计算机科学与探索 ›› 2018, Vol. 12 ›› Issue (1): 120-133.DOI: 10.3778/j.issn.1673-9418.1609018

• 人工智能与模式识别 • 上一篇    下一篇

基于分割的字符串相似性查找算法

刘慧婷+,黄厚柱,刘志中,赵  鹏   

  1. 安徽大学 计算机科学与技术学院,合肥 230601
  • 出版日期:2018-01-01 发布日期:2018-01-09

Partition-Based Algorithms for String Similarity Search

LIU Huiting+, HUANG Houzhu, LIU Zhizhong, ZHAO Peng   

  1. School of Computer Science and Technology, Anhui University, Hefei 230601, China
  • Online:2018-01-01 Published:2018-01-09

摘要: 字符串相似性查找问题主要包括两方面,基于阈值的字符串相似性查找以及top-k字符串相似性查找。目前处理基于阈值的字符串相似性查找问题的算法多是基于过滤-验证框架的。基于该框架提出了PBsearch算法,算法在过滤阶段首次加入One-Off条件过滤掉大量的无效匹配,并在验证阶段提出了一种新的验证算法MultiThreshold算法,大大减少了计算编辑距离的次数。在top-k字符串相似性查找问题方面,提出了两种基于分割思想的算法,Pb-topk算法和PbCount-topk算法。其中,Pb-topk算法采用差值递增的策略,减少了需处理的字符串数目;PbCount-topk算法采用匹配数目划分的策略,进一步缩小了候选集的规模。最后,通过在3个真实数据集上的实验结果,验证了提出算法的高效性。
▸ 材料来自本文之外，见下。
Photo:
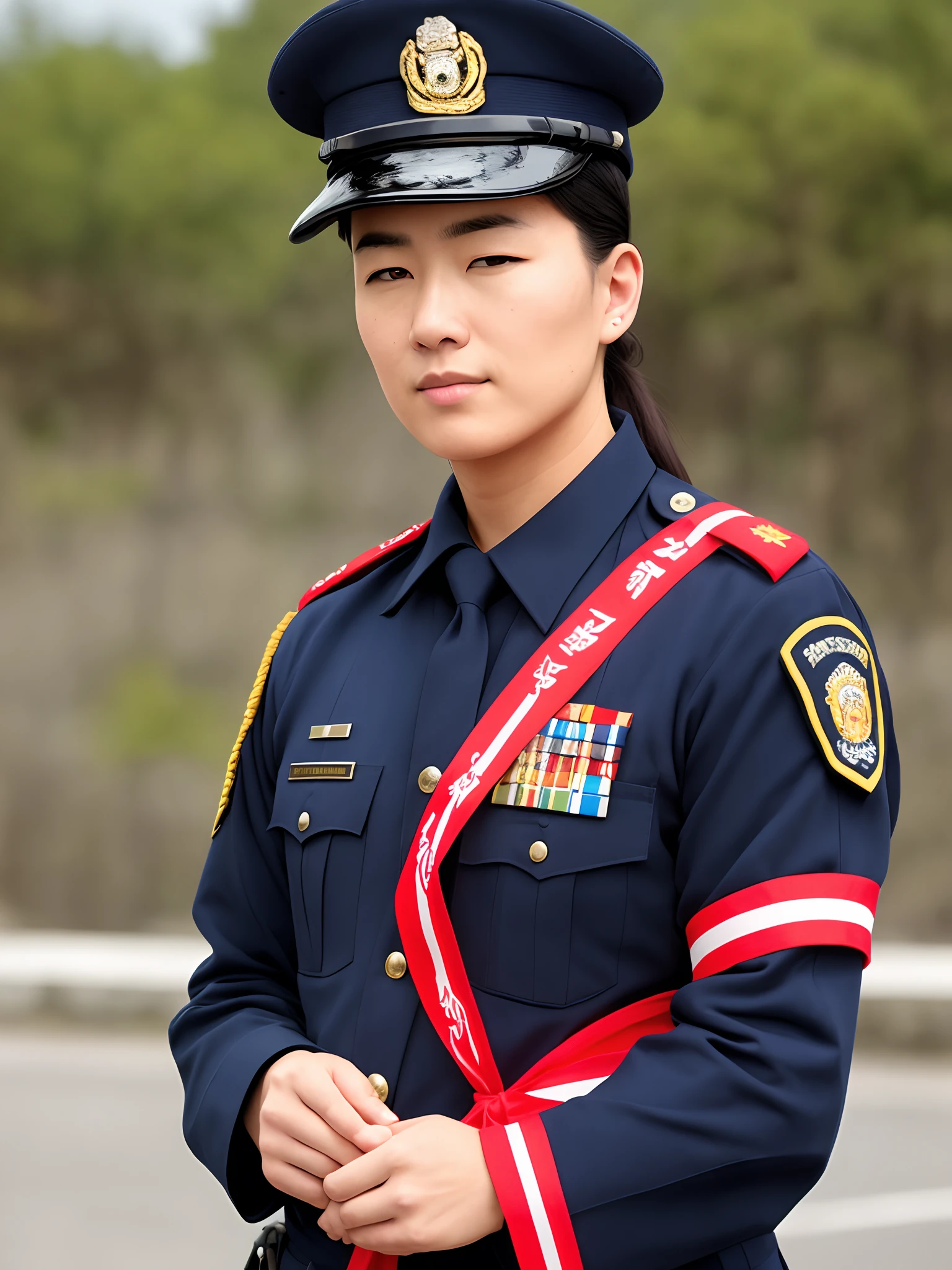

关键词: 字符串相似性查找, 阈值, top-k, 分割, 编辑距离

Abstract: The problem of string similarity search involves two aspects, threshold-based string similarity search and top-k string similarity search. At present, the methods of dealing with threshold-based string similarity search problem mostly are based on the filter-and-verification framework. Based on this framework, this paper proposes an algorithm called PBsearch. In the filtering step, it adds One-Off condition to filter a large number of invalid matches. And in the verification step, it uses a new method called MultiThreshold to greatly reduce the number of edit distance computation. To deal with top-k string similarity search problem, this paper puts forward two partition-based algorithms called Pb-topk and PbCount-topk. Pb-topk algorithm uses the increment of the difference strategy to reduce the number of strings to be processed. And PbCount-topk algorithm uses the partition of the number of matching strategy to further refine the size of the candidate set. Finally, the experimental results on three real data sets verify the efficiency of these proposed algorithms.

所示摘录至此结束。